Alors que la situation sanitaire s’améliore, quand on demande aux gens s’ils vont sortir plus ou s’ils vont dépenser plus, seuls 20 % des Français disent avoir envie de rattraper ce qu’ils n’ont pas pu consommer. On a donc bien 80 % des gens qui affirment qu’ils vont continuer de moins sortir et de vivre dans leur cocon. Le climat lié à la guerre en Ukraine renforce cela. On ne ressent pas une euphorie d’acheter. On a déjà perdu 10 points de gens qui partent en vacances. Nous ne sommes pas dans les années folles…
Dans ce contexte anxiogène, les Français n’ont pas envie de s’évader et de se faire plaisir en consommant ?
Il n’y a pas de consommateur moyen et donc pas de réponse unique. Les consommateurs de plus de 50 ans qui ont connu des conditions de vie très favorables ont déjà pu profiter des expériences qu’ils considèrent comme importantes. Ils devraient continuer à être dans la sobriété. C’est plus facile pour eux car d’une certaine façon ils ont déjà tout.

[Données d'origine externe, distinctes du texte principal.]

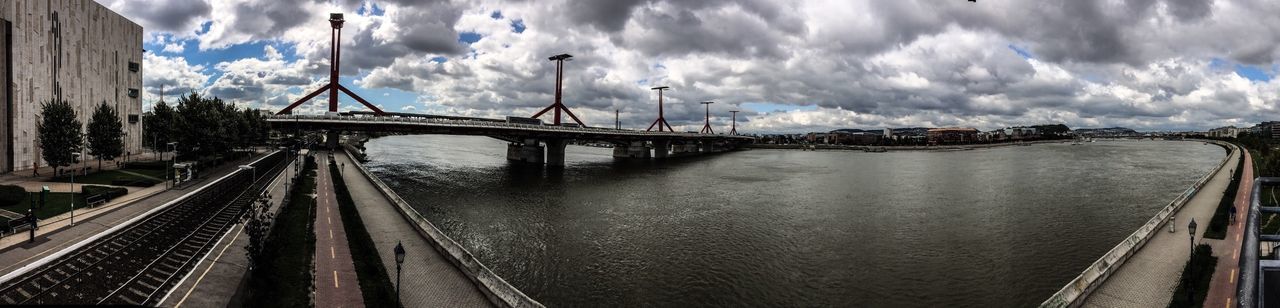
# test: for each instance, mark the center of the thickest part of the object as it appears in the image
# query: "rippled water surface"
(986, 228)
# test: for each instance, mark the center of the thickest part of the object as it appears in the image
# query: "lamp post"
(400, 260)
(1191, 295)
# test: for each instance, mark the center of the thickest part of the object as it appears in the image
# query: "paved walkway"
(336, 283)
(1221, 290)
(428, 279)
(216, 280)
(1151, 275)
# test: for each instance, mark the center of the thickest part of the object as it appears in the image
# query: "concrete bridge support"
(556, 152)
(661, 148)
(529, 151)
(632, 150)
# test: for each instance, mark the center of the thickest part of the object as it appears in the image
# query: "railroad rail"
(135, 265)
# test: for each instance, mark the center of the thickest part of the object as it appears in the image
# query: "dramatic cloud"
(817, 64)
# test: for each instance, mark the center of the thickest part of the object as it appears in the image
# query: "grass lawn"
(105, 178)
(375, 284)
(58, 203)
(283, 277)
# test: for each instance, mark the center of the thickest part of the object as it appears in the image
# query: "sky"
(789, 65)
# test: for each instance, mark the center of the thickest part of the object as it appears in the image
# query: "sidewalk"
(428, 277)
(1221, 290)
(336, 283)
(1151, 275)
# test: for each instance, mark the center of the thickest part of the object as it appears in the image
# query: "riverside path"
(428, 277)
(1151, 275)
(336, 283)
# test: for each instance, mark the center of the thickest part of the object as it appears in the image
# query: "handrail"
(1100, 270)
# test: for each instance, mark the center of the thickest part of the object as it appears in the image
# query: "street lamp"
(400, 260)
(1191, 295)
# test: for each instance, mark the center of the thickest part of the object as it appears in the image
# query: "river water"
(986, 228)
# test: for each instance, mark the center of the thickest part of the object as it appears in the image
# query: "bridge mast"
(333, 86)
(707, 125)
(661, 120)
(732, 129)
(558, 105)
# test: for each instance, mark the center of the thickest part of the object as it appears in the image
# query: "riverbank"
(890, 148)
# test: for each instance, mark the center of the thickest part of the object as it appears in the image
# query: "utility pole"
(707, 125)
(732, 129)
(661, 122)
(560, 106)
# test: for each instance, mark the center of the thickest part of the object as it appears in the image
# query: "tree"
(159, 127)
(59, 133)
(105, 134)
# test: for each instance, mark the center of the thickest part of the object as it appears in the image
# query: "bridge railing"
(492, 124)
(1079, 288)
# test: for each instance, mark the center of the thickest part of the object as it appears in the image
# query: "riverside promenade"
(1150, 276)
(429, 279)
(336, 283)
(1221, 292)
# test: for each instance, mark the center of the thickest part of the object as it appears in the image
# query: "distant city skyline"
(791, 65)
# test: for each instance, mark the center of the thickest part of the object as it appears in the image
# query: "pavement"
(428, 277)
(1221, 292)
(55, 233)
(216, 279)
(336, 283)
(1151, 275)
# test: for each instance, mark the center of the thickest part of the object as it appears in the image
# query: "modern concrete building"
(74, 50)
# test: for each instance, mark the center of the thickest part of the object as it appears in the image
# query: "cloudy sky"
(790, 65)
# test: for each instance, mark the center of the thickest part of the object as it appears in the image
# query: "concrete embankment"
(461, 262)
(1142, 269)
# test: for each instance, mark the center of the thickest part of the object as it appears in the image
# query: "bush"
(10, 194)
(104, 193)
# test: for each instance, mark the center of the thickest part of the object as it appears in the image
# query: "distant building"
(1225, 132)
(74, 50)
(952, 136)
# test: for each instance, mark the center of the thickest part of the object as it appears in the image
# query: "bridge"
(531, 143)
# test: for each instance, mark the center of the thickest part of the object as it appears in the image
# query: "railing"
(1104, 267)
(465, 123)
(1248, 292)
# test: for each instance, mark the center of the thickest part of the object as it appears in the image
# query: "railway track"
(137, 263)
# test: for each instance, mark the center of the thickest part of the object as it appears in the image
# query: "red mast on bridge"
(558, 106)
(333, 87)
(707, 125)
(732, 129)
(661, 120)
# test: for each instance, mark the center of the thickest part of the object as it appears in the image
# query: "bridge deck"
(428, 279)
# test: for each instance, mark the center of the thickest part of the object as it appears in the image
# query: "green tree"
(105, 134)
(59, 133)
(159, 127)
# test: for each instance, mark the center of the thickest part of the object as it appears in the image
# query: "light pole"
(400, 260)
(72, 191)
(1191, 295)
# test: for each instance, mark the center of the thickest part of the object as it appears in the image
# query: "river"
(1002, 226)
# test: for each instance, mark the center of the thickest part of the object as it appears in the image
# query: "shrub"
(10, 194)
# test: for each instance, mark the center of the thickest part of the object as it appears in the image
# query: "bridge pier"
(661, 148)
(632, 150)
(529, 152)
(556, 152)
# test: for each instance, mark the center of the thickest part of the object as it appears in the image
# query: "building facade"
(73, 50)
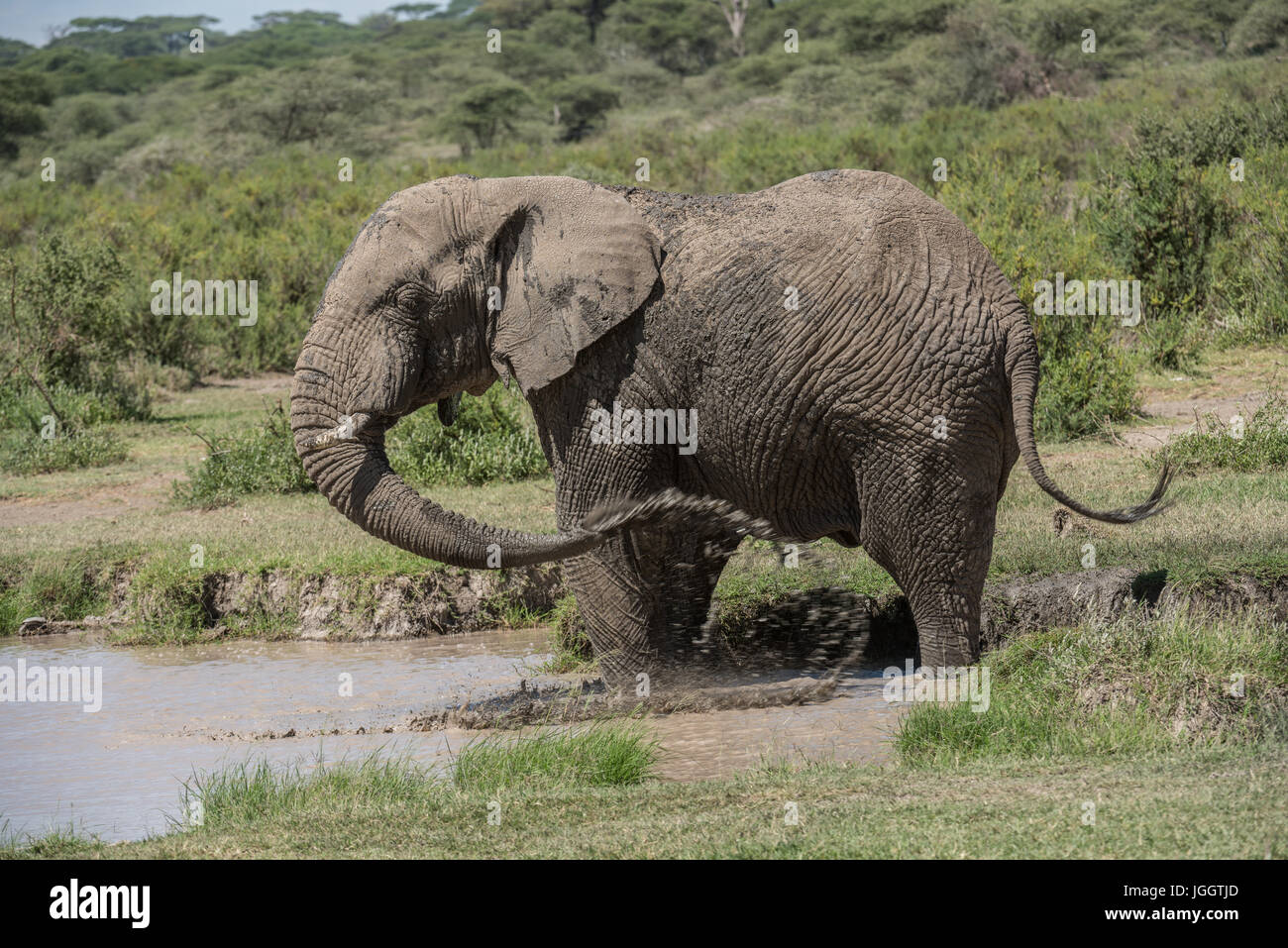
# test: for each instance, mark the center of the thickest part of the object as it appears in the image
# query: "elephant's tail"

En parallèle, dans nos enquêtes, la moitié des gens disent ne pas vivre convenablement. Ils n’arrivent pas à manger comme ils le voudraient et ils rencontrent des difficultés à payer les charges de leur logement. Cette moitié de Français a naturellement un désir de consommation, mais elle en est privée par manque de moyens financiers. Elle est donc très sensible aux promotions. Des magasins discount comme Action cartonnent.
La hausse de la facture énergétique, et l’inflation plus globalement, va obliger une partie importante de la population à raisonner ses dépenses. Cela concerne avant tout les zones rurales : c’est là où l’on utilise le plus d’énergie. Déjà en octobre dernier, une étude de l’Insee montrait une augmentation moyenne de 30 euros des dépenses par ménage du fait du prix de l’énergie. Mais pour les personnes vivant en zone rurale, c’était 45 euros, contre 25 euros pour celles vivant à Paris. Les hausses de prix pèsent sur les plus fragiles. La frugalité contrainte va être massive.

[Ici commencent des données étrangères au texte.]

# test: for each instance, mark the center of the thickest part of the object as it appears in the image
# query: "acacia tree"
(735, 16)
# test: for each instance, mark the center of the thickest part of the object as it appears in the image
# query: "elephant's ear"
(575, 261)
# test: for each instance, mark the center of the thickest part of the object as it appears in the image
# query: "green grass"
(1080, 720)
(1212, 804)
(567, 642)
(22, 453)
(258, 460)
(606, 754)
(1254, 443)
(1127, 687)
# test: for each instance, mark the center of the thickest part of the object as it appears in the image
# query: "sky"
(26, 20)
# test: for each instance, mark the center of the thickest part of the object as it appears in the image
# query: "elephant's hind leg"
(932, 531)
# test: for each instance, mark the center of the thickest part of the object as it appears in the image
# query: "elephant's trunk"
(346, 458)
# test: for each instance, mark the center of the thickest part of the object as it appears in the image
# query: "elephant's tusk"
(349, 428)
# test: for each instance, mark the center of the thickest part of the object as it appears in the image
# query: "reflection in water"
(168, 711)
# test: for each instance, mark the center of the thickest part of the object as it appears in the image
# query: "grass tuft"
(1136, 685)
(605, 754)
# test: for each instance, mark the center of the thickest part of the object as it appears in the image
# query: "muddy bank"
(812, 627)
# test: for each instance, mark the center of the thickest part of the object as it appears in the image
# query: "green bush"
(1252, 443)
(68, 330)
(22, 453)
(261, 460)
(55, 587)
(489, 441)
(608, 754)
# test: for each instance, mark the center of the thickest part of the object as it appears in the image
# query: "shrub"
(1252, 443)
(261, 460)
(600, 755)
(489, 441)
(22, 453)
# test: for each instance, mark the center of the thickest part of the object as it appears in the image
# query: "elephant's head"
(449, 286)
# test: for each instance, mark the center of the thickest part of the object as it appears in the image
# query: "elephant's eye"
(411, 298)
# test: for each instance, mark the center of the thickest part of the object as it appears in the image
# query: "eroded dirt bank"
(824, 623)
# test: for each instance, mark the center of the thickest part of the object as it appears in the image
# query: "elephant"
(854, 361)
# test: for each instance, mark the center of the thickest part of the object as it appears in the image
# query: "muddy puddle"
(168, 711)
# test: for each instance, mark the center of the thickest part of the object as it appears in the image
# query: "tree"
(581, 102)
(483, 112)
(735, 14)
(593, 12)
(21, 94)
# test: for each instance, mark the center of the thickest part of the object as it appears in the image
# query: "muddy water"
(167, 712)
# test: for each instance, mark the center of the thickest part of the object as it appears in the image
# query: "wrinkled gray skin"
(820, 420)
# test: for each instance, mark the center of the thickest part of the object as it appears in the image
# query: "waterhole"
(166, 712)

Que font les Français pour se faire plaisir ?
Le plaisir vient plus de la relation avec les autres. Le vendredi soir idéal décrit dans nos enquêtes, c’est se retrouver avec des amis autour d’un bon repas. Ces derniers temps, les Français ont d’ailleurs pris du poids ! Ils mangent plus de pâtisseries, ils boivent plus d’alcool… Ils aspirent aussi à des soirées cocooning, devant Netflix ou autre.
Cela fait évoluer leurs dépenses. Ils sont prêts à se lâcher pour préparer un repas, pour acheter un appareil à raclette… La décoration, le bricolage, la rénovation ont également le vent en poupe. La dernière étude de l’Insee montre que l’équipement du foyer est le poste de consommation qui augmente le plus.

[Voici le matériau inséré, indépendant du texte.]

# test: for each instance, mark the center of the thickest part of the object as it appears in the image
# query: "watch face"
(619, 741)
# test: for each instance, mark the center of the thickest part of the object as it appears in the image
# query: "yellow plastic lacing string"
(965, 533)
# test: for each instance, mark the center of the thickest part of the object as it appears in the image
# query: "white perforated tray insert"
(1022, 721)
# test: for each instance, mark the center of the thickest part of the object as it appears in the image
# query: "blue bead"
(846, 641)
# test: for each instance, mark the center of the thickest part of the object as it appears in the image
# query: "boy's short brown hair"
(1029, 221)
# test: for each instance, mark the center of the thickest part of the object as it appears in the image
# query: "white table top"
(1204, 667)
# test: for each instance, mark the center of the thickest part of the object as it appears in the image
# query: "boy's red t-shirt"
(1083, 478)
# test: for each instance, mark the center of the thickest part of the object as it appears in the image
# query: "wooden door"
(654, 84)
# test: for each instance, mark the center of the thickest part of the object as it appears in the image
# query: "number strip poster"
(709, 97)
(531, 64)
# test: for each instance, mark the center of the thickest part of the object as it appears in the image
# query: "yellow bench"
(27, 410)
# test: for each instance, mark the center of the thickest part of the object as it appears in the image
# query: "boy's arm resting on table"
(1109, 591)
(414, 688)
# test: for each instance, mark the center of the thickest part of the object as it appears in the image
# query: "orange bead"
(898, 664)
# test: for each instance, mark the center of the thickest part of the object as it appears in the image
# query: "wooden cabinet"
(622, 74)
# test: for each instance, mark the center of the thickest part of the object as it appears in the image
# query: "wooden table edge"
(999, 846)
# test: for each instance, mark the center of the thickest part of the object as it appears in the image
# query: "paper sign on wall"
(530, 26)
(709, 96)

Ces nouvelles habitudes seront-elles durables ?
Il va y avoir un effet de latence avant de retrouver des habitudes d’avant Covid. Comme se refaire la bise, par exemple : beaucoup de gens trouvent un intérêt à ne plus faire la bise. On l’a vu dans l’histoire : après la grippe espagnole, les gens ne se sont plus fait la bise pendant 50 ans. Aujourd’hui, certaines femmes en télétravail se sont habituées à marcher avec des chaussures plates, il faudra du temps à voir revenir des talons hauts.